When climate scientists look at Antarctica, they see a ticking time bomb. If the ice sheet melts, it will raise sea levels by tens of feet, flooding coastal cities around the globe. The southern continent is relatively stable, but rising temperatures are melting the island from the inside out. Two new studies published in the journal Nature catalogue the melting and explain what it could mean for sea-level rise.
Researchers examined decades of photos from satellites and military aircraft documenting hundreds of meltwater channels around the perimeter of the continent. They traced some streams deep into Antarctica’s frozen interior and discovered ponds of meltwater more than 4,000 feet above sea level, where no one expected to find liquid H2O.
In some places, the terrain had contributed to the melting. Blue ice and dark mountains absorb more sunlight than the white snow. These features gathered the extra heat needed to thaw Antarctic. Meltwater channels tend to grow in warmer months and refreeze in the winter. But scientists worry that rising temperatures spur continual melting, accelerating sea-level rise.
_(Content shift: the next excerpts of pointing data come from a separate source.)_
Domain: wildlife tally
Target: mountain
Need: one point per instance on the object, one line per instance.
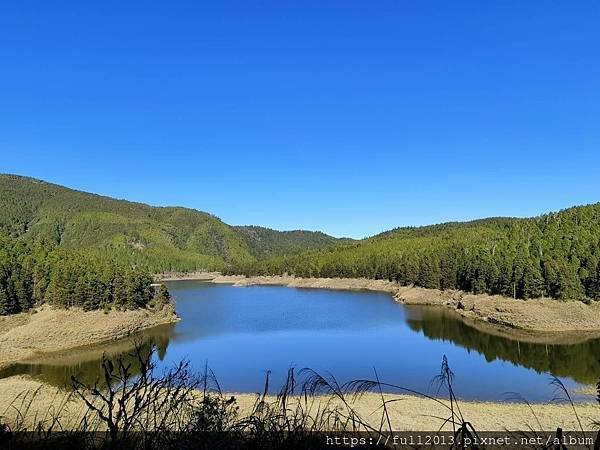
(161, 238)
(266, 243)
(554, 255)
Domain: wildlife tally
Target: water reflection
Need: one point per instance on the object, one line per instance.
(242, 332)
(85, 363)
(578, 361)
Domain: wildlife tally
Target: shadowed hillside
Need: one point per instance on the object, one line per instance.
(161, 238)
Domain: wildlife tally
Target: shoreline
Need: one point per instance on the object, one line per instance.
(407, 412)
(46, 331)
(543, 320)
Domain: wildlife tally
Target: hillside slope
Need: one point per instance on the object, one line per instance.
(554, 255)
(162, 238)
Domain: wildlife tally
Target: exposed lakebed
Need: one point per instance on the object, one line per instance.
(241, 332)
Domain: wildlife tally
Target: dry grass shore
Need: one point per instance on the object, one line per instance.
(48, 330)
(543, 319)
(407, 412)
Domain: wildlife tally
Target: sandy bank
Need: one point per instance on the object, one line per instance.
(47, 330)
(407, 413)
(536, 319)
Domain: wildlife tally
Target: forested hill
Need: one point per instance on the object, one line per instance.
(265, 243)
(555, 255)
(159, 238)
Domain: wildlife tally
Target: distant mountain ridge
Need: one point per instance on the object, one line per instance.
(162, 238)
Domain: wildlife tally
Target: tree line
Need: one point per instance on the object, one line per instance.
(37, 272)
(556, 255)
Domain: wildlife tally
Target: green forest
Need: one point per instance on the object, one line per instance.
(41, 272)
(162, 239)
(72, 248)
(555, 255)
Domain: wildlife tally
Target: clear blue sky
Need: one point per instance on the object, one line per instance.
(342, 116)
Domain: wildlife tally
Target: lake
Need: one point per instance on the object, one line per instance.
(241, 332)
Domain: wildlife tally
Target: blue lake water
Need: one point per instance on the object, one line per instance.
(241, 332)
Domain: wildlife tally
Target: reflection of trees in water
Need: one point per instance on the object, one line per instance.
(90, 369)
(576, 361)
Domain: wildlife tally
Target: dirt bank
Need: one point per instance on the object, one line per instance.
(534, 318)
(47, 330)
(407, 413)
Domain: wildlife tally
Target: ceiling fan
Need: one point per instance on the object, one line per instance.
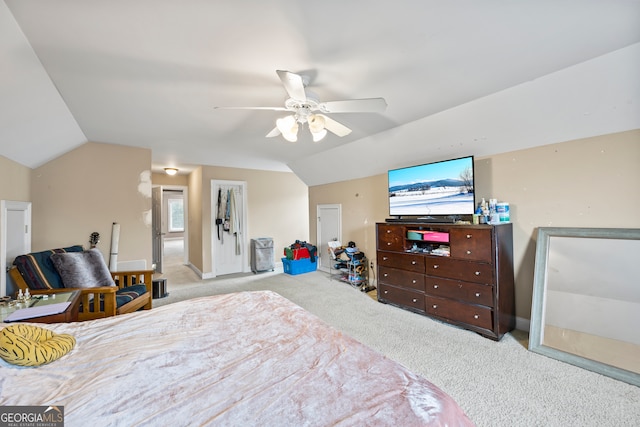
(305, 107)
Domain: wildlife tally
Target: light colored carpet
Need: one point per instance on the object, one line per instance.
(496, 383)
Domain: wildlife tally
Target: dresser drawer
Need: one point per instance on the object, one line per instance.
(474, 293)
(410, 262)
(467, 271)
(401, 278)
(471, 243)
(403, 297)
(470, 314)
(390, 238)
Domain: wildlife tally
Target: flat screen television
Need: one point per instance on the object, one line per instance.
(436, 192)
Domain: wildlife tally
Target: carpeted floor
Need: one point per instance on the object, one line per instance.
(496, 383)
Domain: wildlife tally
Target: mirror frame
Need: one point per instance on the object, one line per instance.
(545, 236)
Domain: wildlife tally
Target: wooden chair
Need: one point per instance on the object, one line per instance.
(131, 290)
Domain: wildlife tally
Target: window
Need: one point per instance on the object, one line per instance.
(176, 215)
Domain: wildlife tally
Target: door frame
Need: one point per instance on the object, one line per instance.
(245, 222)
(5, 206)
(319, 207)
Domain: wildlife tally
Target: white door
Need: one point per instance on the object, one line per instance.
(329, 228)
(229, 227)
(156, 225)
(15, 238)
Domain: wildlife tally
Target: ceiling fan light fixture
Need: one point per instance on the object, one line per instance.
(316, 123)
(288, 127)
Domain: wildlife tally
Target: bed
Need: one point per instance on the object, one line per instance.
(247, 358)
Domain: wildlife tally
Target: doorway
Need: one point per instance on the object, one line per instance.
(15, 238)
(229, 244)
(329, 228)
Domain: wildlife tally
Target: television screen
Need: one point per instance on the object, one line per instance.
(442, 189)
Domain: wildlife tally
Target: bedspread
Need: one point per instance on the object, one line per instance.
(248, 358)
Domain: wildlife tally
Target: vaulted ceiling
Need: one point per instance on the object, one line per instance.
(460, 77)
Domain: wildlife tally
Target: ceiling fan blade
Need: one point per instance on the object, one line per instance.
(274, 132)
(367, 105)
(293, 84)
(252, 108)
(335, 127)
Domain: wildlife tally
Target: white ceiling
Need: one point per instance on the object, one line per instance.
(460, 77)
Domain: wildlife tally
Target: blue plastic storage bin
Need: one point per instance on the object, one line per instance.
(300, 266)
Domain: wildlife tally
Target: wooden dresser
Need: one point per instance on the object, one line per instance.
(473, 287)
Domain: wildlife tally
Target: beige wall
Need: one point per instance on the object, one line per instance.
(590, 182)
(15, 185)
(87, 190)
(277, 206)
(195, 212)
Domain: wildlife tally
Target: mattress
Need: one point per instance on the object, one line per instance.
(247, 358)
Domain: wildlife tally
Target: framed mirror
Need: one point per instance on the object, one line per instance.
(586, 299)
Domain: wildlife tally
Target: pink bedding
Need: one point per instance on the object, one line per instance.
(250, 358)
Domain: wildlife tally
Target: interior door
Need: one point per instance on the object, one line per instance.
(15, 234)
(156, 225)
(329, 228)
(229, 223)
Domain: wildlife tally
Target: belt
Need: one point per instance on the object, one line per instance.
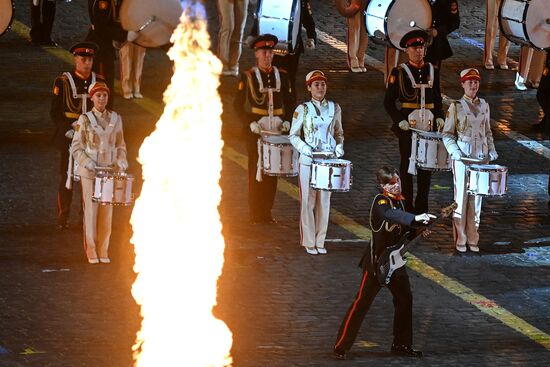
(72, 115)
(262, 112)
(416, 105)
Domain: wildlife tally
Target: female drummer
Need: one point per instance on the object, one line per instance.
(316, 127)
(98, 142)
(467, 134)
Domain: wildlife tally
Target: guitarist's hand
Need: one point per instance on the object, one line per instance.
(424, 218)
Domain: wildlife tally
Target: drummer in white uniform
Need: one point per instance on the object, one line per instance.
(467, 133)
(316, 127)
(98, 142)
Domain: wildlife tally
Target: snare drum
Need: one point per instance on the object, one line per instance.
(331, 175)
(526, 22)
(6, 15)
(486, 179)
(154, 20)
(431, 153)
(281, 19)
(113, 188)
(279, 158)
(388, 21)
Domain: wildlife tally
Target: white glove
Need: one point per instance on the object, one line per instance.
(404, 125)
(255, 128)
(90, 166)
(440, 123)
(307, 151)
(457, 155)
(285, 126)
(122, 164)
(424, 218)
(310, 44)
(132, 36)
(339, 150)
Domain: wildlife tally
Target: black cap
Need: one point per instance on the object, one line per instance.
(85, 49)
(418, 37)
(264, 41)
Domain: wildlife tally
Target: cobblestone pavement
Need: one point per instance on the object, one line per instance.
(282, 306)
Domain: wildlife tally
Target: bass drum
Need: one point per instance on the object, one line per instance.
(526, 22)
(155, 21)
(387, 21)
(6, 15)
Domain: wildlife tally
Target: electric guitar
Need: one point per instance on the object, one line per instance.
(392, 257)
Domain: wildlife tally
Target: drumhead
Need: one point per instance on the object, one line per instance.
(162, 16)
(487, 167)
(400, 15)
(6, 15)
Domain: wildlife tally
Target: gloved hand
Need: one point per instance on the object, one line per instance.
(285, 127)
(132, 36)
(310, 44)
(90, 166)
(440, 123)
(424, 218)
(457, 155)
(122, 164)
(339, 150)
(255, 128)
(307, 151)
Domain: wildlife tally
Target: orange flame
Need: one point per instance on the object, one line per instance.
(177, 230)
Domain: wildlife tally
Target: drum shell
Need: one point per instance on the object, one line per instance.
(6, 15)
(486, 179)
(281, 19)
(279, 157)
(113, 189)
(392, 19)
(331, 175)
(431, 154)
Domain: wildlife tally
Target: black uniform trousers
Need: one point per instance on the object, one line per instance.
(64, 195)
(261, 195)
(42, 17)
(400, 289)
(407, 186)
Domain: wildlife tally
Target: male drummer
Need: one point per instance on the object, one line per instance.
(105, 29)
(265, 104)
(70, 100)
(415, 85)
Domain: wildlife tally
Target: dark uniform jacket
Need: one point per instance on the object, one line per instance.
(251, 105)
(105, 27)
(389, 222)
(400, 90)
(65, 109)
(446, 19)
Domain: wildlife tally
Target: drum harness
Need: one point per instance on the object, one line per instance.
(72, 166)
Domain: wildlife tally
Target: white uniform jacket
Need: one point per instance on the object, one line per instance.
(318, 125)
(98, 138)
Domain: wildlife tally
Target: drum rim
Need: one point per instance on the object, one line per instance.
(11, 19)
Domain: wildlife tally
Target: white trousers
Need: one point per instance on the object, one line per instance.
(357, 40)
(466, 217)
(491, 26)
(131, 67)
(232, 16)
(314, 211)
(97, 222)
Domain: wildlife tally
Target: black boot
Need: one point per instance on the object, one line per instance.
(405, 350)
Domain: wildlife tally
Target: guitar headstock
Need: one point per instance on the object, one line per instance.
(448, 210)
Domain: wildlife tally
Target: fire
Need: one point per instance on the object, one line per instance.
(177, 230)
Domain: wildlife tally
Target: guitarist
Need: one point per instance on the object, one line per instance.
(389, 221)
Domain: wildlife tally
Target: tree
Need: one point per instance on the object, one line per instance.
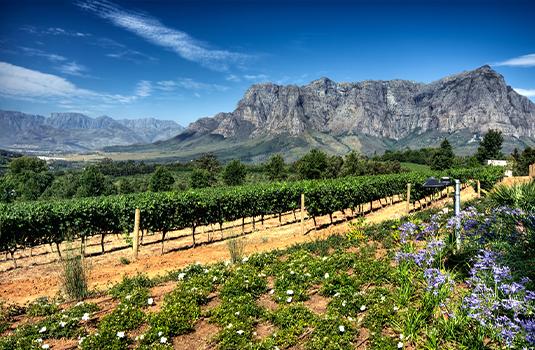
(63, 187)
(93, 183)
(28, 178)
(526, 158)
(443, 157)
(490, 147)
(276, 168)
(234, 173)
(161, 180)
(201, 178)
(312, 165)
(209, 162)
(352, 164)
(334, 167)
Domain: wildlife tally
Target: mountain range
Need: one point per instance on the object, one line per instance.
(369, 116)
(75, 132)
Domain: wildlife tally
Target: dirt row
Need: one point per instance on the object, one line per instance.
(37, 275)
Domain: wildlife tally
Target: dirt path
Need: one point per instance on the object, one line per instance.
(38, 275)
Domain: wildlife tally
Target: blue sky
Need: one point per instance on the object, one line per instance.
(183, 60)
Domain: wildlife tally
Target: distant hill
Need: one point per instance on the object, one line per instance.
(75, 132)
(369, 116)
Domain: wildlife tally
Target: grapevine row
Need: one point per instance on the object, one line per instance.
(28, 224)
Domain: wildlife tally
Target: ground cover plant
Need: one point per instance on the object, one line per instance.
(399, 284)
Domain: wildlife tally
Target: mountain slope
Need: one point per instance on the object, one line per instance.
(369, 116)
(75, 132)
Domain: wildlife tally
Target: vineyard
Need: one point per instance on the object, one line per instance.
(29, 224)
(399, 284)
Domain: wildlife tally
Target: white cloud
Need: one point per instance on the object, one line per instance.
(166, 85)
(525, 92)
(72, 68)
(189, 84)
(26, 84)
(521, 61)
(257, 77)
(144, 88)
(120, 51)
(28, 51)
(53, 31)
(17, 81)
(152, 30)
(234, 78)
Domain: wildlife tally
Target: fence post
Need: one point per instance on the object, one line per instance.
(408, 197)
(137, 219)
(302, 213)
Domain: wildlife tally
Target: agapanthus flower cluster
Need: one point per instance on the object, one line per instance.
(498, 302)
(408, 231)
(436, 280)
(423, 258)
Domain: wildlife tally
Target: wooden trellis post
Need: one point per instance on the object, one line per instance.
(302, 213)
(135, 246)
(408, 208)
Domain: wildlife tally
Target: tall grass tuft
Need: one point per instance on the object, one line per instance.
(235, 248)
(74, 275)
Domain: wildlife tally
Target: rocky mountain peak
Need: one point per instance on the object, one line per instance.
(475, 100)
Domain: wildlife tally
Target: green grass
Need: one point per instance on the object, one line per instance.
(415, 167)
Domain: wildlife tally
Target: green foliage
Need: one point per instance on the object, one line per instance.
(235, 248)
(234, 173)
(130, 284)
(27, 224)
(522, 161)
(516, 196)
(490, 147)
(94, 183)
(201, 178)
(42, 307)
(161, 180)
(312, 165)
(208, 162)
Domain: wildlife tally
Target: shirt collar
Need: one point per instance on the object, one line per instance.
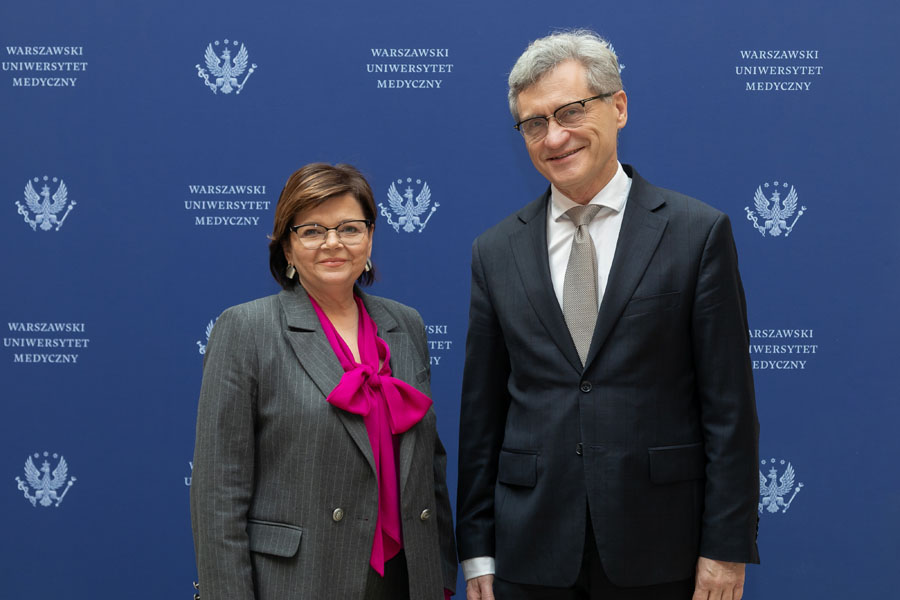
(613, 195)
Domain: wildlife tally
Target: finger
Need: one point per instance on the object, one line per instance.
(487, 588)
(473, 592)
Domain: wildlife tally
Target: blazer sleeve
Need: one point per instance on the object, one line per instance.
(483, 409)
(439, 464)
(724, 375)
(222, 478)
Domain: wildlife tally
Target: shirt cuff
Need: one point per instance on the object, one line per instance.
(478, 566)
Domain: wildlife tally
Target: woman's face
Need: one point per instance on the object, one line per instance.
(332, 265)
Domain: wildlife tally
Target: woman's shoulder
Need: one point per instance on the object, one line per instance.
(251, 314)
(397, 309)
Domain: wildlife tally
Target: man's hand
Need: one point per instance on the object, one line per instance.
(718, 580)
(480, 588)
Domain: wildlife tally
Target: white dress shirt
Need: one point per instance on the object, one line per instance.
(604, 230)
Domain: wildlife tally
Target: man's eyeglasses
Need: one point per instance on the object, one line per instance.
(350, 233)
(568, 115)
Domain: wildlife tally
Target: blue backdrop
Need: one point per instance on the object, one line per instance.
(138, 192)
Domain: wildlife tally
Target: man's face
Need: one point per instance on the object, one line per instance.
(578, 161)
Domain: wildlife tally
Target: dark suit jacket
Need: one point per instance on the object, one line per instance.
(274, 461)
(657, 434)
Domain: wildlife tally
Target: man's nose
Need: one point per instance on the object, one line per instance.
(556, 134)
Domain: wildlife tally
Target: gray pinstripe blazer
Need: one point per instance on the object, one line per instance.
(274, 462)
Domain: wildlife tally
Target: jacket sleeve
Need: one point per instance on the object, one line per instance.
(483, 408)
(441, 493)
(222, 478)
(727, 402)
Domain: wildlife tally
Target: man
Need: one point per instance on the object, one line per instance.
(608, 434)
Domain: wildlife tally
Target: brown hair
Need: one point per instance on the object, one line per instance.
(308, 188)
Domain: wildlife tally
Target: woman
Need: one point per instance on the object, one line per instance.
(318, 472)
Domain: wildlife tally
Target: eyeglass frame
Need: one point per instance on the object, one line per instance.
(295, 228)
(547, 118)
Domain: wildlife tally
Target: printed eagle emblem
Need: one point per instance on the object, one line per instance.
(45, 487)
(209, 327)
(226, 72)
(775, 217)
(409, 213)
(771, 494)
(45, 211)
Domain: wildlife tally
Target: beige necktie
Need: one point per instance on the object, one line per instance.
(580, 284)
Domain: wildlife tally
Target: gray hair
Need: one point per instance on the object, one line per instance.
(543, 54)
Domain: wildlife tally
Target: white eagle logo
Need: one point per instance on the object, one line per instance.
(775, 216)
(45, 487)
(44, 207)
(226, 70)
(409, 212)
(772, 493)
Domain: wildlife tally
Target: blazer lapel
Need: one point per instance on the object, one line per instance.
(638, 238)
(529, 248)
(304, 333)
(403, 366)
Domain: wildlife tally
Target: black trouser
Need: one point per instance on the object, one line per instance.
(395, 583)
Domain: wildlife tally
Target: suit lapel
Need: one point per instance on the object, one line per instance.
(304, 333)
(529, 248)
(403, 366)
(638, 238)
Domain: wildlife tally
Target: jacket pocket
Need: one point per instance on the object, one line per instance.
(517, 467)
(684, 462)
(650, 304)
(278, 539)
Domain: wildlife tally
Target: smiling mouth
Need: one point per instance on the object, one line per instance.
(566, 155)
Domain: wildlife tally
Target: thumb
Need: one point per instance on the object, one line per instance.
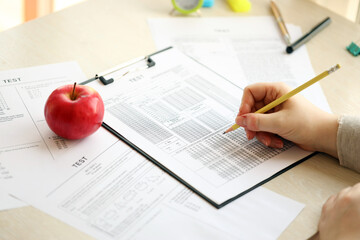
(257, 122)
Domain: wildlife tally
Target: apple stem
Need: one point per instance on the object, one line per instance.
(73, 92)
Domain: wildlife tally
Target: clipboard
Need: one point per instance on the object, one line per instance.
(149, 63)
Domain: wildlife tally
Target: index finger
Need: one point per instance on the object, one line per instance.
(259, 94)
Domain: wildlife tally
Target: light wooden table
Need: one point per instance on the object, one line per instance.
(102, 33)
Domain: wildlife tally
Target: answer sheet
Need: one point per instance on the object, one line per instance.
(177, 112)
(102, 187)
(19, 133)
(245, 50)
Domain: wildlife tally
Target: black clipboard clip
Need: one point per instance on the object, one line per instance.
(149, 63)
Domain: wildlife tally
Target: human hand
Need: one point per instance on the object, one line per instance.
(296, 119)
(340, 216)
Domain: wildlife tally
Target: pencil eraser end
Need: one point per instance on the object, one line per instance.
(208, 3)
(354, 49)
(289, 49)
(240, 5)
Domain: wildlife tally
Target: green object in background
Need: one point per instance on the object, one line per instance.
(353, 48)
(187, 6)
(240, 5)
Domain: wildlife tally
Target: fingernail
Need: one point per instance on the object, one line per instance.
(241, 121)
(278, 143)
(263, 140)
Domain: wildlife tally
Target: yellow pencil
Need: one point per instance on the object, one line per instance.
(290, 94)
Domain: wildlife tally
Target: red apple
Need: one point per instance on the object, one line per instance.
(74, 112)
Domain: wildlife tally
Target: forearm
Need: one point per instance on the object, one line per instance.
(348, 141)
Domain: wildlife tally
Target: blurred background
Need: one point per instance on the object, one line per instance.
(15, 12)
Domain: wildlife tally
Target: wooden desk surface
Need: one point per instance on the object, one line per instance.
(99, 34)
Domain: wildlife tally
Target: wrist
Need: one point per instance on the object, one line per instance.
(327, 135)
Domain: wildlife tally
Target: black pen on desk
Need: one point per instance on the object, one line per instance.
(308, 36)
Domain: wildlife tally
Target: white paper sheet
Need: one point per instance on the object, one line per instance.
(121, 195)
(8, 202)
(107, 190)
(177, 112)
(19, 133)
(245, 50)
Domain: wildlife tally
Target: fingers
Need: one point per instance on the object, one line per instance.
(261, 122)
(257, 95)
(270, 140)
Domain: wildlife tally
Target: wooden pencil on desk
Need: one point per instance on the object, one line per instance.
(280, 22)
(290, 94)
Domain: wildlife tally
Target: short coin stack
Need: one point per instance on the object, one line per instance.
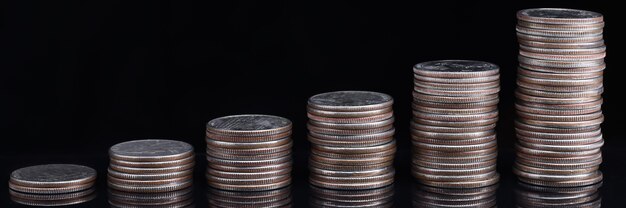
(249, 152)
(531, 196)
(559, 99)
(52, 185)
(454, 116)
(259, 199)
(426, 196)
(378, 197)
(352, 144)
(151, 172)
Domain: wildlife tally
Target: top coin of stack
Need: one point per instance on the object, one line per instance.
(454, 116)
(150, 166)
(249, 152)
(559, 97)
(52, 185)
(352, 144)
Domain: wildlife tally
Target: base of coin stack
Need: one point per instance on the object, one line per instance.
(352, 144)
(528, 196)
(559, 97)
(454, 117)
(249, 152)
(273, 198)
(378, 197)
(52, 185)
(426, 196)
(151, 172)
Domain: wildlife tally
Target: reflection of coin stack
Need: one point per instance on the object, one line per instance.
(530, 196)
(454, 116)
(52, 185)
(151, 172)
(352, 144)
(249, 152)
(559, 97)
(378, 197)
(427, 196)
(262, 199)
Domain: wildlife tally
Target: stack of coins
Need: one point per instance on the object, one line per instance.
(427, 196)
(249, 152)
(260, 199)
(454, 116)
(530, 196)
(151, 172)
(52, 185)
(559, 97)
(352, 144)
(378, 197)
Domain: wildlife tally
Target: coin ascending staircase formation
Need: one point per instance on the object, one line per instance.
(249, 152)
(531, 196)
(454, 116)
(352, 144)
(378, 197)
(427, 196)
(259, 199)
(559, 97)
(151, 172)
(52, 185)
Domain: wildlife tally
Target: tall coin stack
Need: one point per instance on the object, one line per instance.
(352, 144)
(249, 152)
(52, 185)
(151, 172)
(454, 116)
(559, 97)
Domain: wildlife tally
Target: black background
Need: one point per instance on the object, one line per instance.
(79, 76)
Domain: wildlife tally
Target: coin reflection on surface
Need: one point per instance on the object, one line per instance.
(174, 199)
(53, 199)
(379, 197)
(428, 196)
(272, 198)
(528, 195)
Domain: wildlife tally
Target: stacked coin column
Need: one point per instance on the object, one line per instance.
(352, 144)
(52, 185)
(249, 152)
(559, 99)
(151, 172)
(454, 116)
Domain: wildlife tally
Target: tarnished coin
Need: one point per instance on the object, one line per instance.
(350, 101)
(249, 125)
(559, 16)
(150, 150)
(53, 176)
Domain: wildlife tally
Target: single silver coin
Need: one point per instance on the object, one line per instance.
(150, 150)
(53, 175)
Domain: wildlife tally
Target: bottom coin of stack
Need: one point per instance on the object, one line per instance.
(378, 197)
(173, 199)
(155, 168)
(528, 195)
(52, 185)
(427, 196)
(259, 199)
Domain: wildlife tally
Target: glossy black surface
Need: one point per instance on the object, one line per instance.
(79, 77)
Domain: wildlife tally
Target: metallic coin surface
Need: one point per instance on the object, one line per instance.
(150, 150)
(53, 175)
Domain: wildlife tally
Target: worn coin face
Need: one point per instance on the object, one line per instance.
(150, 150)
(456, 69)
(559, 16)
(53, 175)
(249, 125)
(350, 101)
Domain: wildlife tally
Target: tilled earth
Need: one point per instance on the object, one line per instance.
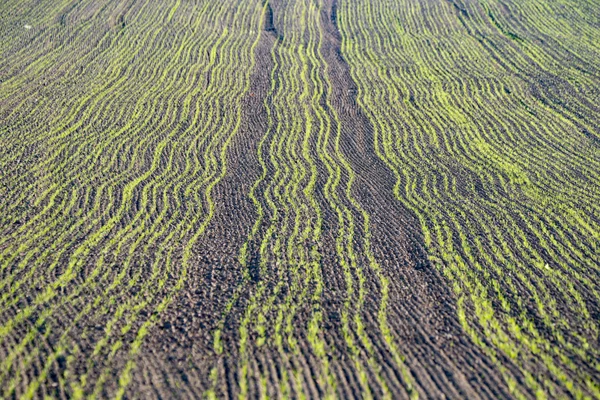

Ice shelves along the edge of the continent holding back massive, terrestrial glaciers ae breaking up, allowing glaciers to slip into the ocean. Meltwater may, in some instances, lubricate the underside of the glacier, hastening its passage. Meltwater can also burrow into the ice shelf, cleaving apart large chunks of ice, what's currently happening to the Larsen C Ice Shelf, which is expected to break off the continent soon.